Sunday 25 March 2012

Winds of change blow through China as spending on renewable energy soars

www.guardian.co.uk
19 Mar 2012

World's biggest polluter spends £4bn a year on wind and solar power generation in single region as it aims to cut fossil fuel use.

The remote, wind-blasted desert of northwestern Gansu could be the most unloved, environmentally abused corner of China. It is home to the country's first oilfield and several of the coalmines and steel factories that have contributed to China's notoriety as the planet's biggest polluter and CO₂ emitter.

But in the past few years, the landscape has started to undergo a transformation as Gansu has moved to the frontline of government efforts to reinvent China's economy with a massive investment in renewable energy. The change is evident soon after driving across the plains from Jiuquan, an ancient garrison town on the Silk Road that is now a base for more than 50 energy companies.

Wind turbines, which were almost unknown five years ago, stretch into the distance, competing only with far mountains and new pylons for space on the horizon. Jiuquan alone now has the capacity to generate 6 GW of wind power-roughly equivalent to that of the whole UK. The plan is to more than triple that by 2015, when this area could become the biggest wind farm in the world.

This is the other side of China's development. Although it is the world's biggest CO₂ emitter and notorious for building the equivalent of a 400 MW coal-fired power station every three days, it is also erecting 36 wind turbines a day and building a robust new electricity grid to send this power thousands of miles across the country from the deserts of the west to the cities of the east.

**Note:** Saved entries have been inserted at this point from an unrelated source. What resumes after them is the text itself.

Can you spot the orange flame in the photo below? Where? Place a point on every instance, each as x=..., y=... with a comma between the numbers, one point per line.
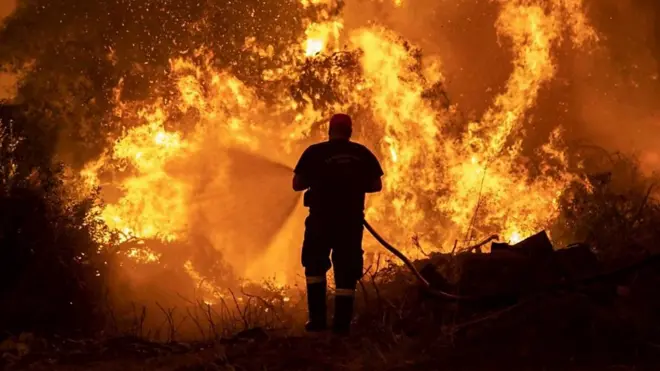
x=473, y=182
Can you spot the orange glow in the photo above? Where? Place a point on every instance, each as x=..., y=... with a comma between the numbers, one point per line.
x=473, y=184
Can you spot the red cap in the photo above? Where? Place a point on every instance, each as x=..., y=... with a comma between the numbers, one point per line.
x=341, y=121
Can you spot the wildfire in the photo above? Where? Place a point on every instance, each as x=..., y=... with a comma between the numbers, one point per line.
x=456, y=185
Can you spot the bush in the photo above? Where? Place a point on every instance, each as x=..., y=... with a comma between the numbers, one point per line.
x=52, y=271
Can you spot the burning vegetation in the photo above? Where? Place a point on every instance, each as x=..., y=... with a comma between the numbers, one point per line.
x=177, y=122
x=447, y=178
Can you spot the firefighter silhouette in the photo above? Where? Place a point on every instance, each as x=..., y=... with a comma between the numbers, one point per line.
x=336, y=175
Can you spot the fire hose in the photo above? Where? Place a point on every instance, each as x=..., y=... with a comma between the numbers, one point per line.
x=425, y=284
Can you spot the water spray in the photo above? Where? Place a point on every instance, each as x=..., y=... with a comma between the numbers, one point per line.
x=242, y=156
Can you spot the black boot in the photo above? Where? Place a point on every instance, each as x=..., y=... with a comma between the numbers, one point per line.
x=341, y=323
x=316, y=305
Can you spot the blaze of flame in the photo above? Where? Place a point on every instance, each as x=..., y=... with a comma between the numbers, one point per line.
x=471, y=183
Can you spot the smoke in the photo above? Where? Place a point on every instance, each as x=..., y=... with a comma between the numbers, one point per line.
x=617, y=88
x=606, y=95
x=7, y=81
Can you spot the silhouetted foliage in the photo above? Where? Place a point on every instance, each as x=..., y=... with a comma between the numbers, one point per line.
x=51, y=270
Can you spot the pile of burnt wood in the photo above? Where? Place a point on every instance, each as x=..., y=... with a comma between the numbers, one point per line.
x=528, y=267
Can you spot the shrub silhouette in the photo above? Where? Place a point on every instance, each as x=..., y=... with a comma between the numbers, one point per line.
x=52, y=272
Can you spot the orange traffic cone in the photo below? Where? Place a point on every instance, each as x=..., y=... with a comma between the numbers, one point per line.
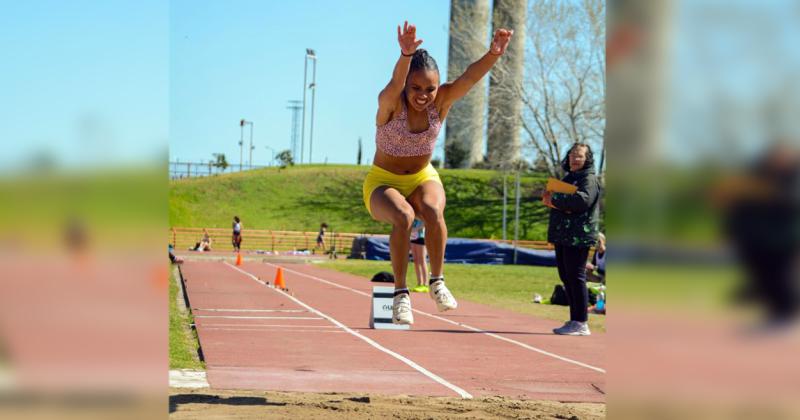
x=279, y=283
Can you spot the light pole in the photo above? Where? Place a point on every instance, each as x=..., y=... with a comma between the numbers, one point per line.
x=242, y=123
x=241, y=143
x=273, y=154
x=313, y=87
x=309, y=55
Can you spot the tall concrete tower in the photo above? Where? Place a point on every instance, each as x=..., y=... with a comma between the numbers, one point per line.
x=505, y=104
x=464, y=132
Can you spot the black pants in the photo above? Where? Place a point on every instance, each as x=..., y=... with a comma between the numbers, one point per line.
x=571, y=262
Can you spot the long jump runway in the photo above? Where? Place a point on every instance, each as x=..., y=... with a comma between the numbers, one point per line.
x=316, y=338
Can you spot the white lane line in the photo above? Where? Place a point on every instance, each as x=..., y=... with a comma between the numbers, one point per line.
x=469, y=327
x=462, y=393
x=249, y=310
x=256, y=317
x=187, y=378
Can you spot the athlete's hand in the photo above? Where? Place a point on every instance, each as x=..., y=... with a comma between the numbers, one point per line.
x=500, y=42
x=407, y=38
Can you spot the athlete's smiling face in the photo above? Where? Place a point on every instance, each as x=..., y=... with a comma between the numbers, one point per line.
x=421, y=88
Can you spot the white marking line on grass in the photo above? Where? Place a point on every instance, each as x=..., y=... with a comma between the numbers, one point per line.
x=462, y=393
x=204, y=325
x=256, y=317
x=469, y=327
x=268, y=330
x=249, y=310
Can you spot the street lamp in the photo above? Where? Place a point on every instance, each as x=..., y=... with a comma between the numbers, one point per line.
x=242, y=123
x=273, y=154
x=241, y=142
x=310, y=55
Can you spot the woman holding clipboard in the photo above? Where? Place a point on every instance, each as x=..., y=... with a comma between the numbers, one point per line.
x=573, y=230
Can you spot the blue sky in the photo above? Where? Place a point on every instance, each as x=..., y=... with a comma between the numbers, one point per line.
x=244, y=59
x=84, y=81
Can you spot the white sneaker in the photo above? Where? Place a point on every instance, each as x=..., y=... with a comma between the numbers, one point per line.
x=575, y=328
x=444, y=299
x=563, y=329
x=401, y=310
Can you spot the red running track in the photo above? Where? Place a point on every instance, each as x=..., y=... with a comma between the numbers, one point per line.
x=317, y=339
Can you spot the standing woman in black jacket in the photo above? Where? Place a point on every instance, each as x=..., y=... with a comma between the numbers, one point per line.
x=573, y=230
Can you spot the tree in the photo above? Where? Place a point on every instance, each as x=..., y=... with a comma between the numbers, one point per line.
x=285, y=158
x=220, y=161
x=563, y=93
x=358, y=157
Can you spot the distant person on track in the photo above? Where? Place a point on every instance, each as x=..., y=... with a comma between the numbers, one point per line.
x=321, y=236
x=204, y=244
x=419, y=255
x=573, y=230
x=237, y=234
x=402, y=184
x=596, y=270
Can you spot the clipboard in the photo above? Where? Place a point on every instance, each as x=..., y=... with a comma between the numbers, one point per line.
x=555, y=185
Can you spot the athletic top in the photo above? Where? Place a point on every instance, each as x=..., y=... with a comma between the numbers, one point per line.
x=394, y=139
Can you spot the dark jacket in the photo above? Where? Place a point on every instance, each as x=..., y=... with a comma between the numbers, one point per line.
x=575, y=221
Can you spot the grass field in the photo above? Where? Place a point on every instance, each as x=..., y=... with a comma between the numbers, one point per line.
x=299, y=198
x=503, y=286
x=182, y=340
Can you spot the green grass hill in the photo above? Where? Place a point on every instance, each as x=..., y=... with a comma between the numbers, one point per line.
x=299, y=198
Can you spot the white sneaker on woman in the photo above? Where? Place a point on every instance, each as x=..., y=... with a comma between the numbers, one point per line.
x=442, y=296
x=401, y=310
x=563, y=329
x=574, y=328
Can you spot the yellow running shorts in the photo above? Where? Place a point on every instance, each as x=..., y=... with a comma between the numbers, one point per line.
x=405, y=184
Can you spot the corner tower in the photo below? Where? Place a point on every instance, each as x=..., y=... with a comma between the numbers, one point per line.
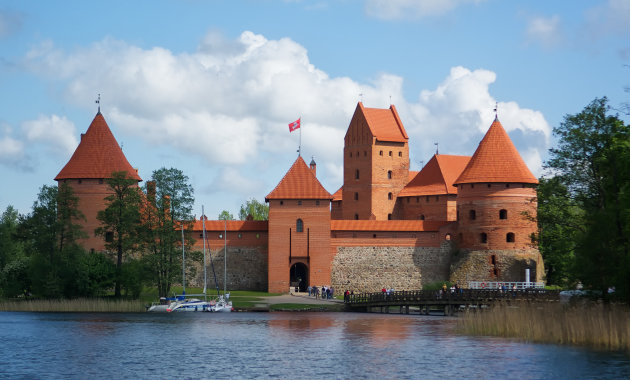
x=375, y=162
x=496, y=211
x=93, y=162
x=299, y=231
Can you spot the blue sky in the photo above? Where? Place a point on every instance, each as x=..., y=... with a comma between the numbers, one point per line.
x=209, y=87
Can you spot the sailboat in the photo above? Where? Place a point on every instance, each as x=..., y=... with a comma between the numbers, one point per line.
x=222, y=303
x=183, y=302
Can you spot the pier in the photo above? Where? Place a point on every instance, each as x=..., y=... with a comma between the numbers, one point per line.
x=447, y=302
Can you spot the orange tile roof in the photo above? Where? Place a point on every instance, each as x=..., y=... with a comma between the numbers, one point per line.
x=386, y=225
x=299, y=183
x=496, y=160
x=98, y=155
x=232, y=225
x=385, y=124
x=436, y=177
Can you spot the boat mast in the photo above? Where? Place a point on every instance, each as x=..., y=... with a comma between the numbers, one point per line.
x=183, y=262
x=203, y=222
x=224, y=254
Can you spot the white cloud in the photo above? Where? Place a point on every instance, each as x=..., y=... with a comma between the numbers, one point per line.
x=544, y=30
x=411, y=9
x=611, y=18
x=57, y=133
x=229, y=103
x=460, y=110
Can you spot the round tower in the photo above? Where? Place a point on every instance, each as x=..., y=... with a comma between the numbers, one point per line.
x=93, y=162
x=496, y=214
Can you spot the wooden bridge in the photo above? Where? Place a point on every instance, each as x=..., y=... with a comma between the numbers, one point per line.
x=448, y=302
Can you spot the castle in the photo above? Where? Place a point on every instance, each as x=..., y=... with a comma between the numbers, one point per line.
x=460, y=218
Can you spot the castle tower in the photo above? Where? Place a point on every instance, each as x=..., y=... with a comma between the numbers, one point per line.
x=299, y=231
x=95, y=159
x=431, y=195
x=496, y=211
x=376, y=163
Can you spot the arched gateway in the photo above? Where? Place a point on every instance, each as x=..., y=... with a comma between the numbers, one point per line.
x=299, y=276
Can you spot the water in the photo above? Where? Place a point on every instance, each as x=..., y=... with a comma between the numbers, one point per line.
x=277, y=345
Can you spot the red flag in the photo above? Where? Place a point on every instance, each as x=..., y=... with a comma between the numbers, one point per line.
x=295, y=125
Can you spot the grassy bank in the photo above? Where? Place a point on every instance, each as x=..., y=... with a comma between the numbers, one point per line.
x=605, y=327
x=83, y=305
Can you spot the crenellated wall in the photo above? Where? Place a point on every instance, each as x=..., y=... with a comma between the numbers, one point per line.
x=371, y=268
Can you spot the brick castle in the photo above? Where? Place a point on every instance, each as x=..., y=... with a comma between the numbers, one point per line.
x=460, y=218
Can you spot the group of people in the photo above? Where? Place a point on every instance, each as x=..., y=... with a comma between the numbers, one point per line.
x=325, y=292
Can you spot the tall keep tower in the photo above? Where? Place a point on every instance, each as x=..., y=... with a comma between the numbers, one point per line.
x=299, y=230
x=376, y=163
x=93, y=162
x=496, y=211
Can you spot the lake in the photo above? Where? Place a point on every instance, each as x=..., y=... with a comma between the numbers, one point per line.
x=278, y=345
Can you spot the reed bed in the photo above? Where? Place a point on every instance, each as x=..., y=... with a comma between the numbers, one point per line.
x=604, y=327
x=82, y=305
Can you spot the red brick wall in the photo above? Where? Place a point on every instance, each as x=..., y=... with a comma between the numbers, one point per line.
x=487, y=202
x=284, y=241
x=91, y=194
x=433, y=207
x=373, y=160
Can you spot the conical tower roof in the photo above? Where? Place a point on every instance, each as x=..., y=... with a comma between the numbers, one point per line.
x=97, y=156
x=496, y=160
x=299, y=183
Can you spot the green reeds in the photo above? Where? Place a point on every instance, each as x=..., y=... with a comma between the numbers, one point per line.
x=605, y=327
x=81, y=305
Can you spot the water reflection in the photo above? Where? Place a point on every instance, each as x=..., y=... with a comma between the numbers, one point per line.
x=282, y=345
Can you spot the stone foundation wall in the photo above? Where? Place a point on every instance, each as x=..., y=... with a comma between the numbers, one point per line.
x=369, y=269
x=496, y=265
x=246, y=270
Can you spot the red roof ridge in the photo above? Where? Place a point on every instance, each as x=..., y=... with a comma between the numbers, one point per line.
x=384, y=123
x=496, y=160
x=98, y=155
x=437, y=176
x=299, y=183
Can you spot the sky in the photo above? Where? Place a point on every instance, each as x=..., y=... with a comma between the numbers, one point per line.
x=209, y=87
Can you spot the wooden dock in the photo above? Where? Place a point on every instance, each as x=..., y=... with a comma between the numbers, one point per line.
x=447, y=302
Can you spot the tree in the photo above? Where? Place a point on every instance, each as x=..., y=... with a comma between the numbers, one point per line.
x=120, y=220
x=560, y=221
x=255, y=209
x=225, y=215
x=169, y=208
x=50, y=234
x=591, y=161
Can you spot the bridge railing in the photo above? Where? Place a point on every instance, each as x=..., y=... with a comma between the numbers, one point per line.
x=448, y=296
x=518, y=285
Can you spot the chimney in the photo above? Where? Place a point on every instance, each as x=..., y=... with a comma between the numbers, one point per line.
x=313, y=166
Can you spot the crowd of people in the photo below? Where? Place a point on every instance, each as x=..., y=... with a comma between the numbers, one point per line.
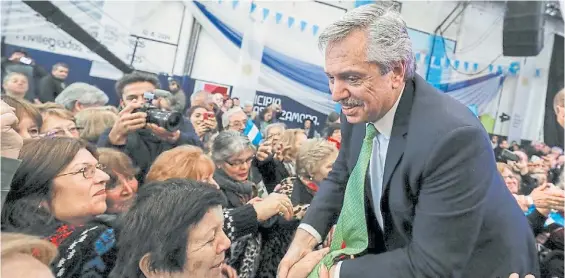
x=91, y=190
x=106, y=188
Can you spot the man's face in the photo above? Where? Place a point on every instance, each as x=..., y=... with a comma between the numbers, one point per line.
x=60, y=73
x=237, y=122
x=365, y=95
x=135, y=91
x=248, y=109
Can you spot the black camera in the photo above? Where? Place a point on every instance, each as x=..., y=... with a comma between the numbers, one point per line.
x=509, y=156
x=168, y=120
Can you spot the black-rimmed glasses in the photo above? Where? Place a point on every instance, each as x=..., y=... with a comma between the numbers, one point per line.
x=88, y=171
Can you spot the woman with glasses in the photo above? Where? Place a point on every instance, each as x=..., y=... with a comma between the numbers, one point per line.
x=56, y=193
x=59, y=123
x=121, y=189
x=30, y=119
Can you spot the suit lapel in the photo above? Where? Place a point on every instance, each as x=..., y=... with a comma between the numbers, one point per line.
x=399, y=131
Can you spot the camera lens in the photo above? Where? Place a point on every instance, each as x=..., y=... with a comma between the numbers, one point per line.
x=170, y=121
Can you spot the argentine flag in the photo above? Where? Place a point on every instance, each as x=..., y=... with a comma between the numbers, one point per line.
x=252, y=132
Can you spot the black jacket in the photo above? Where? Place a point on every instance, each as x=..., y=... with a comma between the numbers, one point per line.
x=143, y=147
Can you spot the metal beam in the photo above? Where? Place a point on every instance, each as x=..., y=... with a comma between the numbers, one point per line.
x=54, y=15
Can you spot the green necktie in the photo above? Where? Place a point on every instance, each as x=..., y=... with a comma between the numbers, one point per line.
x=351, y=228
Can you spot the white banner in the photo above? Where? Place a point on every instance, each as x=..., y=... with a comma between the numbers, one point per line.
x=249, y=65
x=521, y=99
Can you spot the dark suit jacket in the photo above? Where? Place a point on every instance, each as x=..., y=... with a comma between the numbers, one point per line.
x=447, y=211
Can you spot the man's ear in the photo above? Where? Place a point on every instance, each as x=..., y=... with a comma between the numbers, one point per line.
x=397, y=76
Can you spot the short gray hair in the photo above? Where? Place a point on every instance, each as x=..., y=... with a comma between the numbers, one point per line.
x=83, y=93
x=229, y=143
x=388, y=43
x=227, y=115
x=275, y=125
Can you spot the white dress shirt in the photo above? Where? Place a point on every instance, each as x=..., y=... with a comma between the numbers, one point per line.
x=376, y=170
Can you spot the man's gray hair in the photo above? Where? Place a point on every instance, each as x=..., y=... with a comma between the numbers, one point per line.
x=229, y=143
x=388, y=43
x=227, y=115
x=12, y=74
x=85, y=94
x=282, y=126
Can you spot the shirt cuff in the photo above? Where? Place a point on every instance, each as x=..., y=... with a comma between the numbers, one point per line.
x=337, y=269
x=311, y=231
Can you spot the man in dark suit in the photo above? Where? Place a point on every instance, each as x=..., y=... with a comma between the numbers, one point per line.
x=434, y=203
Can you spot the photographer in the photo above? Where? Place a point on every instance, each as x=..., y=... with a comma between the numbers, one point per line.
x=132, y=134
x=19, y=61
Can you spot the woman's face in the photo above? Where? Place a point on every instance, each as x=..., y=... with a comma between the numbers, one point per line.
x=300, y=138
x=324, y=168
x=54, y=126
x=120, y=196
x=307, y=124
x=197, y=116
x=268, y=115
x=27, y=128
x=237, y=167
x=337, y=135
x=79, y=190
x=510, y=180
x=17, y=85
x=206, y=247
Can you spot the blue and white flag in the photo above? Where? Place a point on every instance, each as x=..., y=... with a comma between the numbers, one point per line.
x=253, y=133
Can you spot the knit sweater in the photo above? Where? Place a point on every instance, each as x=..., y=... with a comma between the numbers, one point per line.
x=84, y=251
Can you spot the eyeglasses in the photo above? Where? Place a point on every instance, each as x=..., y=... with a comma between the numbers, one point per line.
x=88, y=171
x=238, y=163
x=237, y=124
x=58, y=132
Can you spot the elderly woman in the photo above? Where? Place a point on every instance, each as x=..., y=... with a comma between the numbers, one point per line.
x=59, y=123
x=191, y=163
x=16, y=85
x=291, y=142
x=94, y=121
x=121, y=189
x=56, y=193
x=79, y=96
x=204, y=123
x=29, y=118
x=174, y=229
x=26, y=256
x=232, y=152
x=314, y=161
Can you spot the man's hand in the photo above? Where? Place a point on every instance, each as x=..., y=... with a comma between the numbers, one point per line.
x=547, y=198
x=200, y=129
x=211, y=123
x=171, y=137
x=127, y=122
x=272, y=205
x=264, y=151
x=11, y=141
x=307, y=264
x=228, y=271
x=325, y=273
x=300, y=247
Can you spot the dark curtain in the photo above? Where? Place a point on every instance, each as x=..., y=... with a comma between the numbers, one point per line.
x=552, y=131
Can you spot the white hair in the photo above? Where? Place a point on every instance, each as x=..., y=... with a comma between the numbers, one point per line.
x=388, y=43
x=85, y=94
x=227, y=115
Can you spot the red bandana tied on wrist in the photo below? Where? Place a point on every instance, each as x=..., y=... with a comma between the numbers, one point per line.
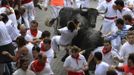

It is part of a long-term plan to supply 15% of the country's energy from alternative and renewable sources by 2020. Most of that will come from nuclear and hydroelectric, but the government is also tapping the wind and solar potential of the deserts, mountain plateaus and coastlines.

The scale of investment has led to hopes that China may emerge as the world's first green superpower. This is premature. Breakneck economic growth has left much of the country enshrouded in a murky grey smog. But the environmental crisis is so bad that it is a driver for change.